The hill is surrounded by a thick fortress wall made of crushed stone. Its height reached 6 meters. The fortress was entered through four entrances. The main entrance to Trapezitsa was located on the southeast side and was connected to Tsarevets by a bridge over the Yantra River opposite the Holy Forty Martyrs Church.

The churches of Trapezitsa were richly decorated with various architectural forms: pilasters, niches, blind arches, colored slabs and multicolored clay round or four-leafed plates, glazed green or yellow, arranged in one or more arcuate rows. Its interior decoration was made of mosaics and murals. The earliest church in Trapezitsa is the church № 16, which dates from the end of the X-beginning of the XI century. From the time of Assenevtsi there is a church № 5, which is the only one with mosaic decoration. The churches with numbers 2, 7 and 14 are known as “tomb churches” because of the burial facilities discovered in them. A stone plaque depicting the Archangel Michael was found in Church 2 and is believed to be the Church of the Holy Apostles. The churches with numbers 6, 11, 13, 14 are called "royal churches" because of the royal characters found in them in the frescoes. Seats and sinks have been found along the walls of the church №18.

==Recovery==
Immediately after the Liberation of Bulgaria during the interim Russian rule, Marin Drinov, a professor at Kharkiv University and commissioner for education in free Bulgaria, together with Dr. Vasil Beron, chairman of the Tarnovo Archaeological Society, made the first excavations at Trapezitsa. The foundations of 17 churches and other buildings were discovered during excavations (1879-1884) carried out by the Archaeological Society in Tarnovo, as well as during the 1900 excavations carried out by the French archaeologist Georges Sor. Comprehensive systematic archeological excavations of Trapezitsa are carried out only today.

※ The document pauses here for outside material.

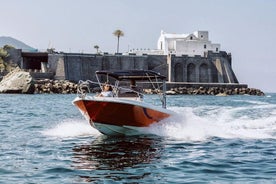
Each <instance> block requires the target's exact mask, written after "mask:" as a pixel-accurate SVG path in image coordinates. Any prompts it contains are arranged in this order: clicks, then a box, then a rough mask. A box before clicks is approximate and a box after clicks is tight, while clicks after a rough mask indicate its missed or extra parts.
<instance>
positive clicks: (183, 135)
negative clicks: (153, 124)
mask: <svg viewBox="0 0 276 184" xmlns="http://www.w3.org/2000/svg"><path fill="white" fill-rule="evenodd" d="M265 108H271V107H270V106H269V105H267V104H263V107H262V108H261V107H260V106H256V107H253V108H250V109H249V108H248V107H236V108H233V107H208V106H206V107H199V108H188V107H175V108H171V110H173V111H175V112H176V115H175V116H173V117H171V118H169V119H166V120H164V121H163V122H161V123H159V124H155V125H153V126H151V127H150V130H149V131H150V133H153V134H156V135H159V136H165V137H170V138H173V139H180V140H187V141H204V140H207V139H209V138H212V137H219V138H225V139H236V138H238V139H276V111H275V110H274V111H272V112H269V113H268V112H266V109H265ZM254 110H256V111H258V112H259V114H256V113H254Z"/></svg>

Between 2008 and 2015 new excavations were carried out on Trapezitsa. In the same period, the south tower was restored and some of the churches were reconstructed.

==Sources==
- Dochev, K. Trapezitsa, southwestern sector. - In: Archaeological discoveries and excavations in 2009. Sofia, 2010.

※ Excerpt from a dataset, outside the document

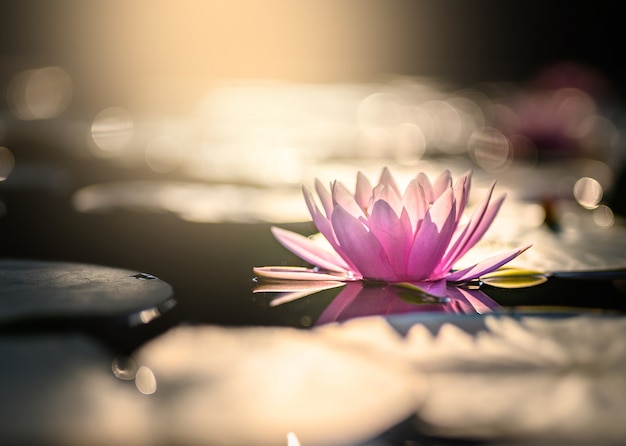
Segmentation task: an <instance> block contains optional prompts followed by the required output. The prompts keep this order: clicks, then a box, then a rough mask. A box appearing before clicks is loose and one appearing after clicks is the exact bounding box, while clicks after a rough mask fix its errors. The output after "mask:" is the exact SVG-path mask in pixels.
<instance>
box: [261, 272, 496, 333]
mask: <svg viewBox="0 0 626 446" xmlns="http://www.w3.org/2000/svg"><path fill="white" fill-rule="evenodd" d="M337 287H343V288H342V289H341V291H340V292H339V293H338V294H337V296H336V297H335V298H334V299H333V300H332V301H331V302H330V304H329V305H328V306H327V307H326V308H325V309H324V310H323V312H322V313H321V315H320V316H319V317H318V318H317V321H316V322H315V325H323V324H326V323H330V322H340V321H345V320H348V319H353V318H358V317H367V316H381V315H382V316H386V315H396V314H406V313H450V314H485V313H491V312H494V311H497V310H498V309H500V308H501V307H500V305H499V304H498V303H497V302H495V301H494V300H493V299H491V298H490V297H489V296H487V294H485V293H484V292H483V291H481V290H480V289H478V286H477V285H476V286H475V285H473V284H470V285H462V286H453V285H449V286H448V287H447V288H446V296H445V297H436V296H433V295H430V294H427V293H425V292H423V291H422V290H421V289H419V288H417V287H414V286H412V285H410V284H388V283H381V282H347V283H342V282H332V281H320V282H312V281H276V282H263V281H260V282H257V284H256V286H255V287H254V292H255V293H275V294H276V296H275V297H274V298H272V300H271V301H270V303H269V305H270V307H275V306H278V305H282V304H285V303H287V302H291V301H293V300H296V299H299V298H302V297H306V296H309V295H312V294H315V293H318V292H321V291H325V290H328V289H332V288H337Z"/></svg>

- Dochev, K. Medieval town of Trapezitsa ”sector southwest, Veliko Tarnovo. - In: Archaeological discoveries and excavations in 2010. Sofia, 2011.

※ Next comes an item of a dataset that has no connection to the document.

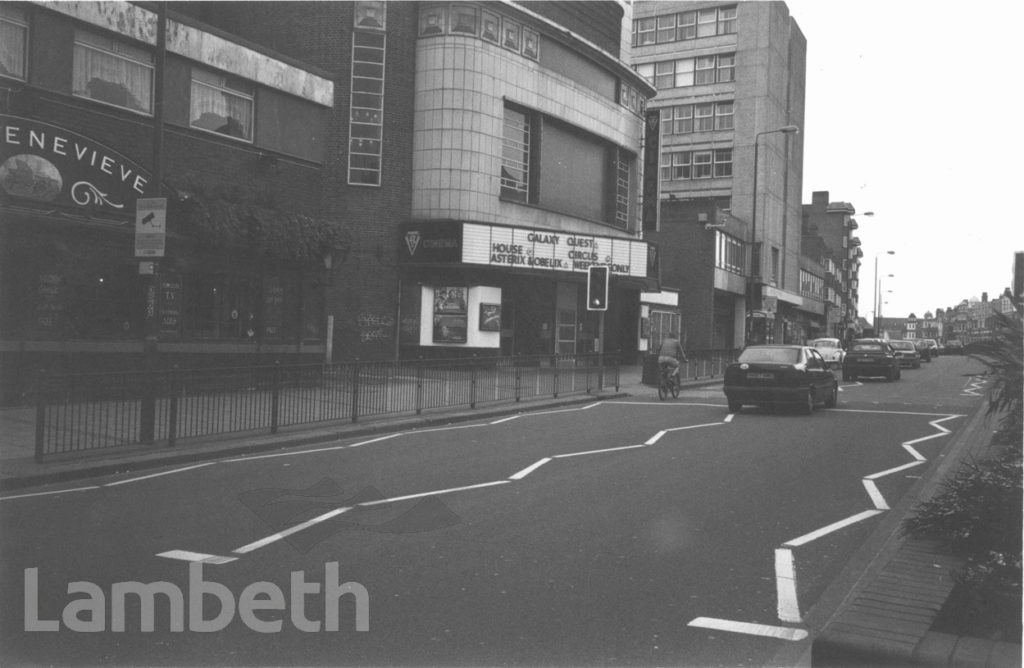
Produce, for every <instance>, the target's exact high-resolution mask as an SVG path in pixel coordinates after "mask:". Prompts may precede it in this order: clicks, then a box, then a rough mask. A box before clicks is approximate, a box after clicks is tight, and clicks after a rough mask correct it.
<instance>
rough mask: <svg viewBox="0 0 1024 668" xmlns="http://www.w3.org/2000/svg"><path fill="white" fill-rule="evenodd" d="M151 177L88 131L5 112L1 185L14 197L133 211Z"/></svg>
mask: <svg viewBox="0 0 1024 668" xmlns="http://www.w3.org/2000/svg"><path fill="white" fill-rule="evenodd" d="M151 178H152V176H151V174H150V172H148V171H147V170H144V169H142V168H141V167H140V166H139V165H138V164H136V163H134V162H132V161H131V160H129V159H127V158H125V157H124V156H122V155H121V154H120V153H118V152H116V151H114V150H112V149H111V148H109V147H105V145H103V144H101V143H98V142H96V141H93V140H92V139H89V138H88V137H86V136H84V135H81V134H78V133H76V132H71V131H70V130H66V129H63V128H60V127H57V126H55V125H50V124H48V123H42V122H40V121H35V120H32V119H27V118H19V117H16V116H8V115H5V114H0V189H3V191H4V192H5V193H6V194H7V195H8V196H10V197H11V198H14V199H22V200H29V201H33V202H41V203H45V204H48V205H58V206H65V207H70V208H77V207H88V208H89V209H90V210H92V211H96V210H99V211H106V212H110V213H124V214H128V215H133V214H134V212H135V200H136V199H138V198H140V197H143V196H144V195H145V194H146V191H147V189H150V187H151V185H150V181H151Z"/></svg>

- Ovcharov, T. Medieval sites in the Veliko Tarnovo region. Veliko Tarnovo, 2001
- Ovcharov, T. The Antiquities in the Municipality of Veliko Tarnovo. Veliko Tarnovo, 2006
- Totev, K., E. Dermendzhiev, P. Karailiev and others. Archaeological excavations of the medieval town of Trapezitsa. Sector North, volume 1. Veliko Tarnovo, 2011.
- Shkorpil, K. Plan of the old Bulgarian capital Veliko Tarnovo. - In: Bulletin of the Bulgarian Archaeological Society, Volume 1. Sofia, 1910.